Franz von Königsbrun-Schaup, geb. am 22. Februar 1857 in Cilli, schuf und befestigte seine litterarische Stellung durch die beiden Romane: »Die Bogumilen« und »Hundstagszauber«, die ihn als feinsinnigen Erzähler erkennen lassen. Künstlerisch weniger hoch stehen seine »Gedichte« und »Märchen«, und der mit Wolters zusammen geschriebene Schwank: »Der Hochzeitstag«, wird auf litterarischen Wert wohl überhaupt keinen Anspruch erheben.

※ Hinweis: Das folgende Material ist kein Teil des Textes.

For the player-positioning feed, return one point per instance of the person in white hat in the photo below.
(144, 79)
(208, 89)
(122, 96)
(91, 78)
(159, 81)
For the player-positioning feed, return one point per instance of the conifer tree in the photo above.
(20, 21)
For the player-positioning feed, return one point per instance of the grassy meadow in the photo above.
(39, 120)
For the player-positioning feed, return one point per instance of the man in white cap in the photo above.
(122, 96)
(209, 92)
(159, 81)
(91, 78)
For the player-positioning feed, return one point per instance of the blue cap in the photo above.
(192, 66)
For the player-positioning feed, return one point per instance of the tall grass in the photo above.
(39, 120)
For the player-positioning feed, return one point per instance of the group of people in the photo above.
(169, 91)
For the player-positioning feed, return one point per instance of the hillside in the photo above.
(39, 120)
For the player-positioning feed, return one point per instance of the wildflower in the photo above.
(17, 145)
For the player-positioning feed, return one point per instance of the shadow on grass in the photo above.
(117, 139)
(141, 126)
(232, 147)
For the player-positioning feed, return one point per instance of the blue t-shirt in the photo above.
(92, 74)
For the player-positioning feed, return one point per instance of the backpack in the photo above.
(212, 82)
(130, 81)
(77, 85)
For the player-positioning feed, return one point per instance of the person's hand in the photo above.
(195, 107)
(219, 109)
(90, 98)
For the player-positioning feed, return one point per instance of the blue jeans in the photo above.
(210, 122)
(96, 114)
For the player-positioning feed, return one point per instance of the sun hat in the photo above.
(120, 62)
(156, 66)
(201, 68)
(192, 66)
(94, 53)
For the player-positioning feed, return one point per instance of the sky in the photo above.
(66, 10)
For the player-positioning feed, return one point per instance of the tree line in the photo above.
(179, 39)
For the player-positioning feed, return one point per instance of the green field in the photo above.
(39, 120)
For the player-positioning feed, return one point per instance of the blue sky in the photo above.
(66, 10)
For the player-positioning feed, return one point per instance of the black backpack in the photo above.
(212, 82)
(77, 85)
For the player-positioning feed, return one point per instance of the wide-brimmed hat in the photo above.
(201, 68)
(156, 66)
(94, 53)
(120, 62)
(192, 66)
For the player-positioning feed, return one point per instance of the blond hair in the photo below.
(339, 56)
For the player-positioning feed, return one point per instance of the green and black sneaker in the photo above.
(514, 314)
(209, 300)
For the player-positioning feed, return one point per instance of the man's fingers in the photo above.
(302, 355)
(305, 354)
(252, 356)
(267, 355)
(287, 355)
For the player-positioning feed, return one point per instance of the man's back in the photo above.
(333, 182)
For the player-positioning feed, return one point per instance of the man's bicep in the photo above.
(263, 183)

Fedor von Zobeltitz, geb. am 5. Okt. 1857 in Spiegelberg, gehört zu unseren besten Unterhaltungsschriftstellern. Von seinen letzten Romanen erregte besonders »Der gemordete Wald« Interesse. Um die deutsche Bibliophilie hat sich Z. durch Herausgabe der »Zeitschrift für Bücherfreunde« verdient gemacht.
Hanns von Zobeltitz, geb. am 9. Sept. 1853 in Spiegelberg, schrieb eine Reihe Unterhaltungsromane im Stile des »Daheim« und der »Velhagen und Klasing'schen Monatshefte«, deren Redakteur Z. ist.
Ida Boy-Ed, geb. am 17. April 1852 in Bergedorf, eine der begabtesten Schriftstellerinnen der alten Schule, veröffentlichte eine große Zahl von Romanen, von denen »Die Schwestern«, »Abgründe des Lebens«, »Fanny Förster« und »Aus Tantalus' Geschlecht« den meisten Anklang fanden.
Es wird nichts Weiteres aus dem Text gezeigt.